Friday, September 6, 2019

Haystack Butte Lava Flow part of The Simcoe Volcanic Field

Driving east on Highway 14 from the Celilo Falls overlook (the-former-celilo-falls), I noted a boulder covered slope with a low cliff area above.
 

The rock is basalt. No surprise given that the location along the Columbia River and the presence of Columbia River Basalt Group (CRBG) that is exposed as cliffs and terraces all along this area. I have observed the CRBG outcrops and the appearances of those outcrops and cliffs as well as the shapes of the features eroded by the ice age floods that poured down the Columbia.



The rocks themselves are unusually dark relative to CRBG rocks. Further the pile of sharp edge boulders and very rocky slope has a shape that is not at all consistent with what what I have observed elsewhere in the CRBG. The area in question is not extensive; a brief aberration that only differs slightly from the CRBG typical terraces, palisades and channeled scab land land forms. The difference in these rocks is rather subtle that may not be of particular note.

These rocks are not CRBG, but is the southernmost lava from eruptions associated with the Simcoe Mountains volcanic field. Phillips and Walsh (1987) indicate a lava flow emanating from Haystack Butte and flowing down to the river. Their map in part adopts work by Anderson (1986) that includes an age of the flow at 0.9 million years.

The flow is part of the Simcoe Mountains Volcanic Field. Hildreth and Fierstein (2015) discuss the Simcoe Field as well as the adjoining volcanic fields. The Simcoe lavas are not part of the Cascades nor are they part of the older CRBG. The Simcoe Mountains volcanic field is not part of the Cascade Vlocanic Arc, which lies adjacent on its west. Hildreth and Fierstein (2015) conclude the Simcoe volcanics are "a distributed field of intraplate basalts, many of which have ocean-island basalt-like geochemical signatures, carry mantle xenoliths, and fractionate to alkalic intermediates rather than arc andesites".   
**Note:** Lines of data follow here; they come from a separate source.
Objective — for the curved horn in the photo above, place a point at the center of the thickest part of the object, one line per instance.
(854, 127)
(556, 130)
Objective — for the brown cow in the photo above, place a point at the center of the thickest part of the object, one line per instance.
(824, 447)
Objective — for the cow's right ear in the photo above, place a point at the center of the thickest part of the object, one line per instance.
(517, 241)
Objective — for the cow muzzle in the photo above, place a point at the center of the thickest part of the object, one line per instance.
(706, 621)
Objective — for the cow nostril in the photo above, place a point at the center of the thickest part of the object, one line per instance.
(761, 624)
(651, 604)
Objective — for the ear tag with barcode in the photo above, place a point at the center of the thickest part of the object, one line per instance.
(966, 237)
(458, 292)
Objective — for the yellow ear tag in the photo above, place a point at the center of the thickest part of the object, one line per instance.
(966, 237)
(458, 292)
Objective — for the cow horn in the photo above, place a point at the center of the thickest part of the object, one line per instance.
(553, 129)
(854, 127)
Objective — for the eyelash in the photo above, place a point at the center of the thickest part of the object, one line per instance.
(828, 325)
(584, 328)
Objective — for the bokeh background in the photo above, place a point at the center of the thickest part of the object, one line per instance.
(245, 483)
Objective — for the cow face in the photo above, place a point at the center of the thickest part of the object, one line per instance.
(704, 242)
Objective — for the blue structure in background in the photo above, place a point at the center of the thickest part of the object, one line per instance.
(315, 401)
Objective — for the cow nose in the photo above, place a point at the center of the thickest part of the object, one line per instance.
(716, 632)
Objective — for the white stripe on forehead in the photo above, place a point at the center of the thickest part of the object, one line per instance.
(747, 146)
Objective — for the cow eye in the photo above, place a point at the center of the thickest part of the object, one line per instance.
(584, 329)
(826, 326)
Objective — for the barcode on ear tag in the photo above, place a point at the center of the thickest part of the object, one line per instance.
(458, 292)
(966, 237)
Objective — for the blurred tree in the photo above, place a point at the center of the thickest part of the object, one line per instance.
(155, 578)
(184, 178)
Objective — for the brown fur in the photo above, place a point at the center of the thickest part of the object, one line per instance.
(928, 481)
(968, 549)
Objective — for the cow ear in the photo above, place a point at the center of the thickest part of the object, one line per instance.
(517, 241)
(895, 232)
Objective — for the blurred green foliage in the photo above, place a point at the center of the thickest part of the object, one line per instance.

Map from Figure 1 in (Hildreth and Fierstein, 2015) showing regional location of intraplate Simcoe Mountains volcanic field (in red) in south-central Washington. Field is divided into three segments by crests of two anticlines (red lines) of the Yakima Foldbelt—N, northern; C, central; S, southern. Directly west are Mount Adams (MA) and Indian Heaven (IH) volcanic fields. Quaternary axis of Cascade Arc extends northward from Mount Hood to Bumping Lake and includes ~150 separate volcanoes, predominantly basaltic; along arc axis, selected cones and shields are indicated by stars and stratocone complexes by red triangles. Southernmost outliers of Simcoe Mountains volcanic field are Haystack Butte (HB) and Lorena Butte (LB). Anticline abbreviations: SMA, Simcoe Mountains Anticline; TRA, Toppenish Ridge Anticline.